Cette ancienne passionnée de Grands prix de Formule 1 au temps des belles années Prost, « au grand dam de mes parents », et qui se levait en pleine nuit pour suivre les épreuves des Jeux olympiques, été comme hiver, a toujours abordé le marketing sportif comme une activité business. Sa carrière la mène à faire des aller-retour entre des mondes plus « corporate » et le milieu sportif.
Elle met à plat la stratégie de revenus des 24 heures du Mans, d’un grand nombre d’organisations sportives, gère le financement de grands événements… et débarque avec un CV en béton à Londres. Un véritable ovni aux yeux des Anglo-saxons, se souvient-elle, avouant même ressentir à l’époque une forme d’exclusion « parce qu’ils considèrent que ce sont eux les rois du marketing sportif, mais il y a de très bons Français et des Françaises dans ce domaine », insiste-t-elle.
La force de l’éducation
Être une femme dans un monde de testostérones. Pas toujours facile, mais Nathalie semble avoir été armée dès son enfance pour y faire face. Originaire des Ardennes, aînée d’une fratrie de trois enfants, cette fille d’un couple de professeurs prend très vite conscience des possibilités qu’offrent l’indépendance financière et l’autonomie de manière générale, grâce à son éducation.
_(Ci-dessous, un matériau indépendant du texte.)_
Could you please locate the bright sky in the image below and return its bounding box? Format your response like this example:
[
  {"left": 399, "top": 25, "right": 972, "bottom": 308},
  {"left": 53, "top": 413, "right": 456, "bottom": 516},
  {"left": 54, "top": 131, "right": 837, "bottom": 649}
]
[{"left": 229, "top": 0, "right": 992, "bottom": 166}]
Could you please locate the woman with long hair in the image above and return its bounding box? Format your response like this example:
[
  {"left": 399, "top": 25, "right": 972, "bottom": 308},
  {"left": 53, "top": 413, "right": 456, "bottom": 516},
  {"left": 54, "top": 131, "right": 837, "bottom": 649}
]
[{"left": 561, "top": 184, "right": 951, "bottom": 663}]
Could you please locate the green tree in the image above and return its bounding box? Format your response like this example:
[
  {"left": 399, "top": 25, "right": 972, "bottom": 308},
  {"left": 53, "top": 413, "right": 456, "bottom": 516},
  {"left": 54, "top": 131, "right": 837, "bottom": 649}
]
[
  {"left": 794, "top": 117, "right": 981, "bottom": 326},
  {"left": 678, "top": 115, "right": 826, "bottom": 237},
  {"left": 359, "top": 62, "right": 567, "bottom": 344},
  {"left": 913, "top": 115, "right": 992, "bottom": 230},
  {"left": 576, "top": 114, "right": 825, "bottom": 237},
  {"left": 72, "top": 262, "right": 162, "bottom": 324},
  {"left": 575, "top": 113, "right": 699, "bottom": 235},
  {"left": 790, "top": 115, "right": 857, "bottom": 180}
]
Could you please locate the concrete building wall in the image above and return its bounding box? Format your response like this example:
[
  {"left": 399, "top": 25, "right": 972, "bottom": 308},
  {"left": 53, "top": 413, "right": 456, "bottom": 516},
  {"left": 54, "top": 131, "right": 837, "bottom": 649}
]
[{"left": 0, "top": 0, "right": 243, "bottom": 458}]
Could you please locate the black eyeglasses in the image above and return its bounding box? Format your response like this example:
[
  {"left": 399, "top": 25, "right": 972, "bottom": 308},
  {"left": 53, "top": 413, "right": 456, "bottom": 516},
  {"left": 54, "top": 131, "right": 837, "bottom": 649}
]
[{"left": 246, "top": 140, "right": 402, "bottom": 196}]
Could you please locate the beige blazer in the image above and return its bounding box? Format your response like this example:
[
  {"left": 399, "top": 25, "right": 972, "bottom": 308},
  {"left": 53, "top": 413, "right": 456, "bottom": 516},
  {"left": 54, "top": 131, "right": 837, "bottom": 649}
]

Son père lui apprend à conceptualiser, structurer sa pensée pour être capable de porter des sujets avec assurance. « Quand j’étais petite, il m’a toujours encouragée à faire des exposés ». Pas d’internet à l’époque. Les grandes feuilles de papier sur lesquelles elle colle des images découpées dans des livres font l’affaire.
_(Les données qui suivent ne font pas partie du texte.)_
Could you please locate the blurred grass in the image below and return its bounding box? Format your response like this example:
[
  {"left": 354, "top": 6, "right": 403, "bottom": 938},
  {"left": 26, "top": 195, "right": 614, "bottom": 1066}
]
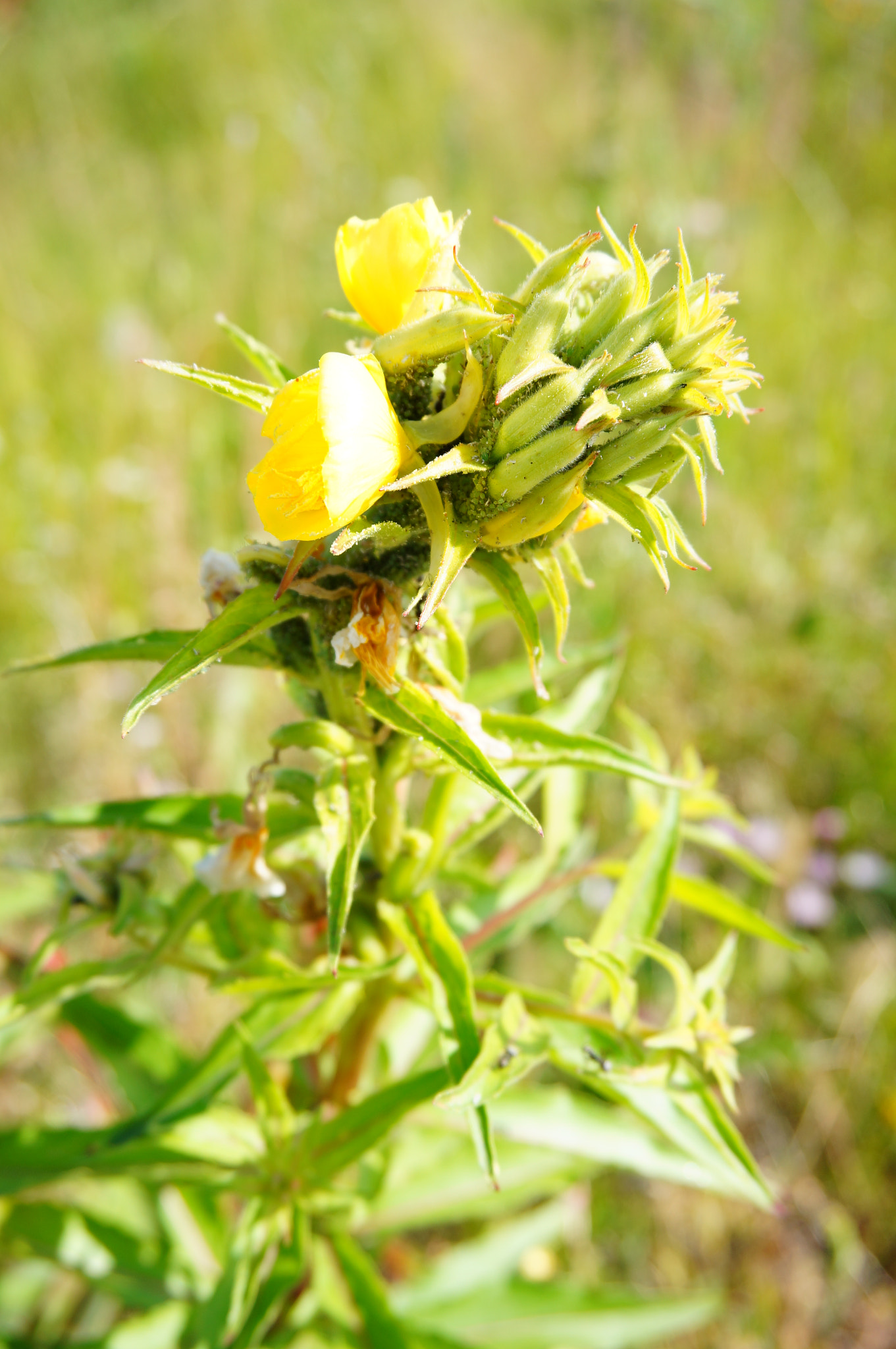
[{"left": 0, "top": 0, "right": 896, "bottom": 1349}]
C’est important d’aider et d’accompagner avec bienveillance, notamment des femmes, car elles ont parfois du mal à crever le plafond de verreNathalie Nénon-Zimmermann
Elle prend goût à cet exercice qui, au fil du temps, lui confère « une force énorme. Dans mes fonctions où je suis souvent la seule femme autour de la table, ça me permet d’avoir cette présence et cette confiance en moi pour défendre des idées », poursuit Nathalie, qui croit beaucoup en la notion de rôle modèle. « Il y a beaucoup de choses qui passent par la transmission. Ça fait vraiment partie des choses qui me tiennent à cœur », et qui ont débuté lorsqu’elle était directrice générale chez Kantar à Londres.
« L’important dans la vie, c’est d’oser »
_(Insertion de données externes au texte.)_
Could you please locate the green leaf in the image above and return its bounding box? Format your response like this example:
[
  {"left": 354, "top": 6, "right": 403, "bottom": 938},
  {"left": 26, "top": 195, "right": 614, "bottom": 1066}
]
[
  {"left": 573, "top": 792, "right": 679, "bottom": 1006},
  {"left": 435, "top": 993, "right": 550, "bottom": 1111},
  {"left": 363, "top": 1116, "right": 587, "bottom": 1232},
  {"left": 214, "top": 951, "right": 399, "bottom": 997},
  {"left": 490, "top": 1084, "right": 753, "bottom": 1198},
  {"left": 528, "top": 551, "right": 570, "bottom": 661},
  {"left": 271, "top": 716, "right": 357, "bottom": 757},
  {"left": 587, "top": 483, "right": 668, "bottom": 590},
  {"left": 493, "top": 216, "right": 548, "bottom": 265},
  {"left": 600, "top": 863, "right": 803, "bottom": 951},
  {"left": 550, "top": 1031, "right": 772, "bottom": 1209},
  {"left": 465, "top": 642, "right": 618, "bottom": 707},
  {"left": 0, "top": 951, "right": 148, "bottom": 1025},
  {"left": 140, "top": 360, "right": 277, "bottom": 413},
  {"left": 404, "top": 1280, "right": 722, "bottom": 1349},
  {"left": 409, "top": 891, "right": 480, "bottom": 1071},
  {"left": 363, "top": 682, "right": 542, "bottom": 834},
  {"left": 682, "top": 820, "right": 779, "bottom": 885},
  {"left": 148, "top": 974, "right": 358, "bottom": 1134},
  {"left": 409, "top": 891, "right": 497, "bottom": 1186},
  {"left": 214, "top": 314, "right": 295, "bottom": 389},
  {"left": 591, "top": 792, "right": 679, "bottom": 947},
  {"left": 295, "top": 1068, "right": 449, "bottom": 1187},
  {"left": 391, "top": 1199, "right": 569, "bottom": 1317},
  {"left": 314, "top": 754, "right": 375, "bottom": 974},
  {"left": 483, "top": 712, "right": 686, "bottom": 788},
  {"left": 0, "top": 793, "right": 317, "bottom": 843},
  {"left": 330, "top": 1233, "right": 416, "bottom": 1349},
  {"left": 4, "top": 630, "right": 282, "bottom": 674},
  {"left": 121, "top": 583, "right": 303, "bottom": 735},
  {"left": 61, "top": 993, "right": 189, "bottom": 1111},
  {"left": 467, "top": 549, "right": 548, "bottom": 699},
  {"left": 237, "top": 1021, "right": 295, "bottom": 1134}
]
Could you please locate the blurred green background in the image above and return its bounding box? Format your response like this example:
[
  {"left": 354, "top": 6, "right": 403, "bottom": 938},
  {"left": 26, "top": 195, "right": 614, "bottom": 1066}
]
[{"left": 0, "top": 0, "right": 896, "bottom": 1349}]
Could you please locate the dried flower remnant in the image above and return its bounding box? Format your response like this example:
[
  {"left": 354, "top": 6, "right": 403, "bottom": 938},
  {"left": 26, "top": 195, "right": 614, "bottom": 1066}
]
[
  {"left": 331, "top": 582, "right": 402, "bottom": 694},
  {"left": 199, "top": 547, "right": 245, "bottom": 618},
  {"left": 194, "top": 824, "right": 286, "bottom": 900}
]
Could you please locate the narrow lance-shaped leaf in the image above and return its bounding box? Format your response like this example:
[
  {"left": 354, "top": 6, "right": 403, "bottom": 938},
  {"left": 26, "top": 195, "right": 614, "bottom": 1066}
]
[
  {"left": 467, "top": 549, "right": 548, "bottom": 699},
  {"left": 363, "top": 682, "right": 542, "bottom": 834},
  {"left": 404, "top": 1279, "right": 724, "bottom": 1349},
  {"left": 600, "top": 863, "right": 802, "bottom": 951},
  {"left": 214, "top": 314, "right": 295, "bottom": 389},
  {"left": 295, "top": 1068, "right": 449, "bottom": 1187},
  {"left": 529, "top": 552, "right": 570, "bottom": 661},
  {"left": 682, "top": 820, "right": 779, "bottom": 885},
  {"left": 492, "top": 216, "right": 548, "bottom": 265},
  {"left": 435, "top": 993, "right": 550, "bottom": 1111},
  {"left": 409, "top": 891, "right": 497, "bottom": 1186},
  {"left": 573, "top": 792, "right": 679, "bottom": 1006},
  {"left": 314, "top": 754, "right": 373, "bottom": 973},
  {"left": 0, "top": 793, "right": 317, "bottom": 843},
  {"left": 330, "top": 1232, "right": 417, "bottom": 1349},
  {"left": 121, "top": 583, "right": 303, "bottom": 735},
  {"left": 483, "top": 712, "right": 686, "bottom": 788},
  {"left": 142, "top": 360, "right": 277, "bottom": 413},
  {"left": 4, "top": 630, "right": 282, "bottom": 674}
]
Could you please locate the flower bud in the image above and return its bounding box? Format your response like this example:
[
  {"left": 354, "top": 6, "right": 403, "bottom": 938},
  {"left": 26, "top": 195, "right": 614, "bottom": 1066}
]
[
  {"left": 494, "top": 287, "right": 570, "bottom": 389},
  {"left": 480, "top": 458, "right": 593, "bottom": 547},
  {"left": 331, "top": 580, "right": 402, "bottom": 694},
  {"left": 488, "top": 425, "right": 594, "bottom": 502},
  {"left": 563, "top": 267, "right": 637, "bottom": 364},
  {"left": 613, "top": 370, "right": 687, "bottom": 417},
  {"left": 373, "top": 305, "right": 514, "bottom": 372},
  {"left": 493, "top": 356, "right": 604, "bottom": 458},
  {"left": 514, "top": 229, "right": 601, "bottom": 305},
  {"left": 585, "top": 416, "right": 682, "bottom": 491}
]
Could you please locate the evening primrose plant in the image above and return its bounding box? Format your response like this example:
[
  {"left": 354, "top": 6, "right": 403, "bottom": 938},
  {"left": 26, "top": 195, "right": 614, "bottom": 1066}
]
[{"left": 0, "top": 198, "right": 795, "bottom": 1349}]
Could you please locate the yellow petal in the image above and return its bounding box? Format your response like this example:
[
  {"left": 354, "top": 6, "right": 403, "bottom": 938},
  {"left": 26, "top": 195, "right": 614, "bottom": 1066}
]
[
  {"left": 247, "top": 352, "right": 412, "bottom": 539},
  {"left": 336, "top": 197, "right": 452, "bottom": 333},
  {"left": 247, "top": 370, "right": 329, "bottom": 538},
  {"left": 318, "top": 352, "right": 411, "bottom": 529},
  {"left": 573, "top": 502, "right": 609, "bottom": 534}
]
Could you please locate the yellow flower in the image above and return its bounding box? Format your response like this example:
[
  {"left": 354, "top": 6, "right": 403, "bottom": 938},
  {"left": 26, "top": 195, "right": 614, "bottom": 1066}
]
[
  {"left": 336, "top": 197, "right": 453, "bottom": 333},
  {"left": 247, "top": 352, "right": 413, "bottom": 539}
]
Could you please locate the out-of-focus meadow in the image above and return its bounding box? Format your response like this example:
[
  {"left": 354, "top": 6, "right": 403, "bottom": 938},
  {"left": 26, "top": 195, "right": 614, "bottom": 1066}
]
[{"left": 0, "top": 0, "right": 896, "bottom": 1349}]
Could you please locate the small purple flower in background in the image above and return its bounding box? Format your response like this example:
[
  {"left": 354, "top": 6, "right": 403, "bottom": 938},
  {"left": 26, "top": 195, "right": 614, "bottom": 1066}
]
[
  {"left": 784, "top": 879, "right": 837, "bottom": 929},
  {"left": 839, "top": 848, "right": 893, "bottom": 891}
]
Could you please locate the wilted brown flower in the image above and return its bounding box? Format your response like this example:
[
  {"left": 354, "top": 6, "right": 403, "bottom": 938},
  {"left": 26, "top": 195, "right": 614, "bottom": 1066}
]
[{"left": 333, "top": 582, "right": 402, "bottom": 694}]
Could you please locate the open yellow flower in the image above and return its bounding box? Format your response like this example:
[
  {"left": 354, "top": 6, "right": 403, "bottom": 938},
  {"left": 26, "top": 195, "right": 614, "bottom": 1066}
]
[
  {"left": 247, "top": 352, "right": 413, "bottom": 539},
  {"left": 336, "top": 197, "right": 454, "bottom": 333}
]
D’ailleurs, avec une casquette plus discrète, avec humilité, elle accompagne de manière bénévole des femmes entrepreneures dans leur parcours professionnel. « Qu’est-ce qui est le plus rare et précieux aujourd’hui ? C’est le temps et l’attention que l’on peut donner ? C’est important d’aider et d’accompagner avec bienveillance, notamment des femmes, car elles ont parfois du mal à crever le plafond de verre, afin qu’elles puissent avoir confiance et donner le meilleur d’elles-mêmes ». Elle-même a été mentorée à son retour dans la capitale, après onze ans passés de l’autre côté de la Manche.
Il y a beaucoup de choses qui passent par la transmission. Ça fait vraiment partie des choses qui me tiennent à cœurNathalie Nénon-Zimmermann
Reconnectée au tissu économique français, elle s’investit chez Paris Initiative Entreprise (PIE) émanation de France Initiative, parce qu’elle part du principe « qu’il faut donner aux gens les moyens de se développer ! Pour moi la solidarité c’est ça, ce n’est pas faire à la place des gens. Le dicton chinois qui dit : « apprends à pêcher plutôt que de donner le poisson ». Je suis dans cette logique », poursuit la directrice générale adjointe de l’OM. « Je crois que l’important dans la vie, c’est d’oser, c’est d’essayer. Forcément, on peut se tromper, tomber, mais il faut se dire que ce n’est pas grave et se relever ».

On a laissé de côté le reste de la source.